Da due anni a questa parte, facendo seguito all’invasione dell’Ucraina cominciata proprio nelle ultime battute del febbraio 2022, il commercio continentale russo è stato parzialmente paralizzato da dodici pacchetti di sanzioni introdotti, per l’appunto, dalle autorità europee. Tra i beni colpiti si segnala il petrolio, i diamanti e gran parte dei prodotti in acciaio, ma è bene notare che le derrate agricole – grano ovviamente compreso – sono di fatto state escluse dalle sanzioni comunitarie. Il motivo? Voler evitare una nuova e forte pressione sui prezzi dei cereali, nell’ultimo biennio già infiammati a causa del blocco ai porti ucraini sul Mar Nero e dalla congiuntura climatica avversa.
Questa l’impalcatura contestuale, più o meno comunemente nota. Ora veniamo a noi, e per “noi”, è bene notarlo, intendiamo proprio gli affari del nostro caro e vecchio Stivale: da circa un anno l’afflusso dalla Russia di frumento duro, ossia quello che fondamentalmente viene trasformato in pasta, ha fatto registrare una crescita del 1.164%. In altre parole, le importazioni da Mosca sono decuplicate nel giro di un solo anno.
Il boom del grano russo: un’occhiata ai numeri
Ci pare giusto ribadire, a vantaggio di chi si fosse seduto in fondo, che a oggi per l’Italia importare grano dalla Russia è perfettamente legale e non va a violare alcun tipo di sanzione comunitaria introdotta in seguito all’invasione dell’Ucraina. Al netto di tutto questo, i numeri sono però tali da piazzare Mosca anche davanti al Canada, tradizionalmente (e commercialmente) best friend dei produttori italiani di pasta; e soprattutto piazzano lo Stivale in una triangolazione moralmente scomoda.

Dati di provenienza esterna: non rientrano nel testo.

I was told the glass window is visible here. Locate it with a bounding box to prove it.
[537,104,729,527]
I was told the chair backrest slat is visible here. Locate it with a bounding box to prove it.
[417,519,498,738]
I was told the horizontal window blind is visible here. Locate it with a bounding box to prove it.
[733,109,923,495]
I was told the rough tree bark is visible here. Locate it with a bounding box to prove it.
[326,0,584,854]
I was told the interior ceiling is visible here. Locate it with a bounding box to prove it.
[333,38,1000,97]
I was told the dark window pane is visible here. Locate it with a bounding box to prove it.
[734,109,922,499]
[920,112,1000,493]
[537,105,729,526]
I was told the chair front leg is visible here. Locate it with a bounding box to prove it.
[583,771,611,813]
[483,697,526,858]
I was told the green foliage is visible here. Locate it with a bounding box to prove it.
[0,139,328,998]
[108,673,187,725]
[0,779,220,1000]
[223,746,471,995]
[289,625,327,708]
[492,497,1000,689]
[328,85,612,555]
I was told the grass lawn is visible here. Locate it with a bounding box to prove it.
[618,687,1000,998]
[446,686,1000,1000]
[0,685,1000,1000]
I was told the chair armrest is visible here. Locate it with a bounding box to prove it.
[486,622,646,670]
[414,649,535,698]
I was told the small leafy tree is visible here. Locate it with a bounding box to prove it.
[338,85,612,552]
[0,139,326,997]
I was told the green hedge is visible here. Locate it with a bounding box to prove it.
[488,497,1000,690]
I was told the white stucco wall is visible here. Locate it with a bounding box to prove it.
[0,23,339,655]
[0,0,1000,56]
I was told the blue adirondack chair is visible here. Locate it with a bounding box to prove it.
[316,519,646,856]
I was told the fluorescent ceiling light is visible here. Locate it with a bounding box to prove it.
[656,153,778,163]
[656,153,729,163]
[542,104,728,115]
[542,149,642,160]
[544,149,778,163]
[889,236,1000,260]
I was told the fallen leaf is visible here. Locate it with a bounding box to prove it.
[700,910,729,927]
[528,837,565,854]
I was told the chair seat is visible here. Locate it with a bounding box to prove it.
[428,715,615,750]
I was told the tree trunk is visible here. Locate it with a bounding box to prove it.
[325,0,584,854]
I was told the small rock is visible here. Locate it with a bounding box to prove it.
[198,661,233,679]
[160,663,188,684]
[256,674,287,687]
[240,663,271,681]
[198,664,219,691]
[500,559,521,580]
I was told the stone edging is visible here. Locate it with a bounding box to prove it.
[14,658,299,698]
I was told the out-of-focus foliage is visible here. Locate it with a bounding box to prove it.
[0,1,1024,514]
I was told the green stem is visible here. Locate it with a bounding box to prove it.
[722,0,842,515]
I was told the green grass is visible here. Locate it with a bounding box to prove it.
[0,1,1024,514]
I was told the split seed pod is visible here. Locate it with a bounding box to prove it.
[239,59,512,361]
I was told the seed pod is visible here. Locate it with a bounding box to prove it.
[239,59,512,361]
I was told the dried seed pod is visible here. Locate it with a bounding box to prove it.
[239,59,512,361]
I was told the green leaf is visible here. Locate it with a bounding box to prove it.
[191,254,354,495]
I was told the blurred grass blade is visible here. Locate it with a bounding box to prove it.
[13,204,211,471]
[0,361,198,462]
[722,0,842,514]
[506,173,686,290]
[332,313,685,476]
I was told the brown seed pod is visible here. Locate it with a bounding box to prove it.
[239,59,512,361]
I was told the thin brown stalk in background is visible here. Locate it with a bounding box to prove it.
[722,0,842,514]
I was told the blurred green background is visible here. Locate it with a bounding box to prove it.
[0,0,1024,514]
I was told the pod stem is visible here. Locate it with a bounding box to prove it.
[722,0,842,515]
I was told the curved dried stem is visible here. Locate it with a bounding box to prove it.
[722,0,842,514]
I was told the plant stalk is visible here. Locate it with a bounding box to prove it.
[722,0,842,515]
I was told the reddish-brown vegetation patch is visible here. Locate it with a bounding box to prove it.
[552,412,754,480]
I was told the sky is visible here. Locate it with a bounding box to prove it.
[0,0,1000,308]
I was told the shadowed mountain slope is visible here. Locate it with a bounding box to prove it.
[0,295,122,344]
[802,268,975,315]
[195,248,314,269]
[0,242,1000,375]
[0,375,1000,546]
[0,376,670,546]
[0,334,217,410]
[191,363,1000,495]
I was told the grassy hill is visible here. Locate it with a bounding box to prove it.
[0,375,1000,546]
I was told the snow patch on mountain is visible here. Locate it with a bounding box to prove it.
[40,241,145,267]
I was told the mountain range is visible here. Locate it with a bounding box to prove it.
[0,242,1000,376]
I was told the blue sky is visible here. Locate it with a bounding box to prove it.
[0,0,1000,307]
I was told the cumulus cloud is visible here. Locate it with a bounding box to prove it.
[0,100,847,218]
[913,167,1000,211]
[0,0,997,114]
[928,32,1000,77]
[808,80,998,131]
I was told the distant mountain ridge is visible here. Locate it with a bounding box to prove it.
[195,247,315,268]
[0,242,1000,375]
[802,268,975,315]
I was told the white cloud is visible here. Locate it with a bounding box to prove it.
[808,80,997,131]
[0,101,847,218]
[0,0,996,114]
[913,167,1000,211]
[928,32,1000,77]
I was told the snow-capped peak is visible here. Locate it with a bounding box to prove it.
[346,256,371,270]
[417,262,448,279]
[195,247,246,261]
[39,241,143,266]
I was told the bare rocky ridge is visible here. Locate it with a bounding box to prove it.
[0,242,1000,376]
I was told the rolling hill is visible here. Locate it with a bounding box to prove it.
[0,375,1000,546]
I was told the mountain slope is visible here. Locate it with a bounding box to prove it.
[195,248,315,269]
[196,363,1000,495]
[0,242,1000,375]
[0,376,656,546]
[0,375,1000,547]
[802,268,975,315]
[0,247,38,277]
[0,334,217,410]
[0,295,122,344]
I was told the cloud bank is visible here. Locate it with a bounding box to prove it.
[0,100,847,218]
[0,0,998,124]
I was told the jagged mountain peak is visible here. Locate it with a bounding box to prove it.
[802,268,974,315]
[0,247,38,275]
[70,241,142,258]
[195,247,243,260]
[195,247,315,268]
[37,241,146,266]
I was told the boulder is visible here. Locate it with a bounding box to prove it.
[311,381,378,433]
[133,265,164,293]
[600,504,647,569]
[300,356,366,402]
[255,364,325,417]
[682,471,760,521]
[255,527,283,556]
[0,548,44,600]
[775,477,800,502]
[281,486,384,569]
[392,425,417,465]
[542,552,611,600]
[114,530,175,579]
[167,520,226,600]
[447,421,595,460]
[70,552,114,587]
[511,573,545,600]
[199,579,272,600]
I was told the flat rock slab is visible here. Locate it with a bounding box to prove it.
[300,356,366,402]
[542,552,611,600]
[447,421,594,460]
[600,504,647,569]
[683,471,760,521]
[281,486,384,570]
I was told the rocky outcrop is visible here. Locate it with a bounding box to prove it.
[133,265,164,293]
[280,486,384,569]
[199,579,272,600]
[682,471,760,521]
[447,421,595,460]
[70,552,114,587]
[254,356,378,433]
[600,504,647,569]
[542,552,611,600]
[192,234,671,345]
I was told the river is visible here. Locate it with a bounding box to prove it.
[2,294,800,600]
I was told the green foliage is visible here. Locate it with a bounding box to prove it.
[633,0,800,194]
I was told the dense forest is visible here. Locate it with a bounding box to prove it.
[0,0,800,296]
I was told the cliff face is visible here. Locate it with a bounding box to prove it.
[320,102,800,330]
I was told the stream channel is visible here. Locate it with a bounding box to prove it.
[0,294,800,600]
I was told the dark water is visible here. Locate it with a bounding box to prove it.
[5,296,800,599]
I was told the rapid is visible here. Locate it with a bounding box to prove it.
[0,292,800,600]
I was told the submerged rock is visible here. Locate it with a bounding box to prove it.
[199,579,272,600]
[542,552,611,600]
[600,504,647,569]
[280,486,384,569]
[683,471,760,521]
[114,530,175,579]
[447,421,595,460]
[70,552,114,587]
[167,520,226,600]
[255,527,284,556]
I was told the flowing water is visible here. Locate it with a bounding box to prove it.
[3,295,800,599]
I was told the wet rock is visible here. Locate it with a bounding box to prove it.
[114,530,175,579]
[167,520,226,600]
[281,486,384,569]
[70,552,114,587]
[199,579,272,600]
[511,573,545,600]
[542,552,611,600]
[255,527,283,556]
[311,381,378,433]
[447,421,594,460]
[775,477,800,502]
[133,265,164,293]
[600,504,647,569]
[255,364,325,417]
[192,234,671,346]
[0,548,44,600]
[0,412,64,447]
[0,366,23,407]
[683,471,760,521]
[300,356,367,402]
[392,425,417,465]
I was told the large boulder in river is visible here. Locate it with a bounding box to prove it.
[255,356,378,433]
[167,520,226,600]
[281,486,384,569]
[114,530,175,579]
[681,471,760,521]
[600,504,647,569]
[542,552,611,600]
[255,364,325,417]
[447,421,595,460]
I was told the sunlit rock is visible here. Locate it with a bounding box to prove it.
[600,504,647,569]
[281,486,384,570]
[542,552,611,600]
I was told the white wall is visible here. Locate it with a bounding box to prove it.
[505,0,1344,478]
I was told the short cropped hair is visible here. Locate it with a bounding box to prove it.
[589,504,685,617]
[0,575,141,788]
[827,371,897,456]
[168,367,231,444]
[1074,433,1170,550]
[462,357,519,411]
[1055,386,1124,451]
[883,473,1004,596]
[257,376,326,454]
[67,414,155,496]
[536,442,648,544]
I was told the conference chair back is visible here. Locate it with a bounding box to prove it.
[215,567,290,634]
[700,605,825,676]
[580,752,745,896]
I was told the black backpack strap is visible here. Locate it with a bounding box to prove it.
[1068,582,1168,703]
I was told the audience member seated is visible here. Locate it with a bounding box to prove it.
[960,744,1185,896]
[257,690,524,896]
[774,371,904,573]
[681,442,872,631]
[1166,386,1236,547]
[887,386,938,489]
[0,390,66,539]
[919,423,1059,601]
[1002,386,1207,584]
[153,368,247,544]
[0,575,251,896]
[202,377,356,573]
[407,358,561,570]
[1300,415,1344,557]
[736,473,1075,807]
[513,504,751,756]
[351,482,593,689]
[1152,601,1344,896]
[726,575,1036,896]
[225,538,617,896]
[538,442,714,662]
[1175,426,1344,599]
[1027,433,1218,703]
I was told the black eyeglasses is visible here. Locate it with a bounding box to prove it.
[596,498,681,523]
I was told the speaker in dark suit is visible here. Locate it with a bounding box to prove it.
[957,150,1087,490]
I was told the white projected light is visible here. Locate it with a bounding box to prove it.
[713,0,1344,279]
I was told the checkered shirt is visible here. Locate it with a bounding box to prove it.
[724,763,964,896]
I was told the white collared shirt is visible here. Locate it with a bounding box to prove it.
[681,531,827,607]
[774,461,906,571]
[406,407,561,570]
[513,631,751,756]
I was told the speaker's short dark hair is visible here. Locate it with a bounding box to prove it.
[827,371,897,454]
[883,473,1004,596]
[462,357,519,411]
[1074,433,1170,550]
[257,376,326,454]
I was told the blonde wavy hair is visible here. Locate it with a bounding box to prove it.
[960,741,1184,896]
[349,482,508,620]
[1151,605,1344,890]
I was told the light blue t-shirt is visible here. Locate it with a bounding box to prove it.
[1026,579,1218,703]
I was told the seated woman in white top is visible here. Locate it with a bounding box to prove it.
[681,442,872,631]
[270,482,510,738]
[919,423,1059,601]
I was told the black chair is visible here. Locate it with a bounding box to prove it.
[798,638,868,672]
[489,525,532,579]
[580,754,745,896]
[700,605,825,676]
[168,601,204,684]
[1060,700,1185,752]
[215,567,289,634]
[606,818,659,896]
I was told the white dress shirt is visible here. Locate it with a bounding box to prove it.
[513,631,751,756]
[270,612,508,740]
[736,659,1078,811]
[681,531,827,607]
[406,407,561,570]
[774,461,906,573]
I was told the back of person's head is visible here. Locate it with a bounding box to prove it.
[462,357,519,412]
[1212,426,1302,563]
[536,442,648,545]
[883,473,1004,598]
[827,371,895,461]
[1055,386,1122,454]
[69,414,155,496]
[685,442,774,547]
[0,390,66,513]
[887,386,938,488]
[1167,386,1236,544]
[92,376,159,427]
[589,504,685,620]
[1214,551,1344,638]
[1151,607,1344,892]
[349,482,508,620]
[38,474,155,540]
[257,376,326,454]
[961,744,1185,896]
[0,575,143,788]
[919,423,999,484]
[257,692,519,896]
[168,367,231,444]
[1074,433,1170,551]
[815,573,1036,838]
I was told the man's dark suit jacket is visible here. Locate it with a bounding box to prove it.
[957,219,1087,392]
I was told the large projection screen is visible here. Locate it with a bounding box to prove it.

Prima spazio ai numeri, però: stando a quanto riportato dal Corriere della Sera l’Italia si è affidata direttamente alla Russia, nel solo 2023, per importare 410 mila tonnellate di grano, che spiccano notevolmente se paragonati ai quantitativi – quasi inesistenti – degli anni precedenti. Allo stesso tempo si è registrato un aumento del flusso di import anche dalla Turchia (di nuovo 410 mila tonnellate in un anno) e dal Kazakistan (250mila tonnellate di grano nello stesso periodo).
La lettura proposta da Federico Fubini del Corriere è quella di triangolazioni più o meno maliziose atte a “coprire l’origine del prodotto”. Vale però la pena notare che un flusso di tale mole (e soprattutto di costo relativamente contenuto) potrebbe rappresentare, per le casse delle aziende italiane, una ghiotta occasione – tant’è che, numeri alla mano, il prezzo all’ingrosso del grano duro è sceso del 7,6% rispetto a luglio (ma comunque in crescita del 30% rispetto al 2021) proprio per effetto di tale politica di importazione.
Il risultato, come accennato in apertura di articolo, è una cornice morale scomoda: l’Italia, in definitiva, ha consapevolmente trasformato la Russia nel suo primo fornitore di grano pur continuando a sostenere le sanzioni contro Mosca.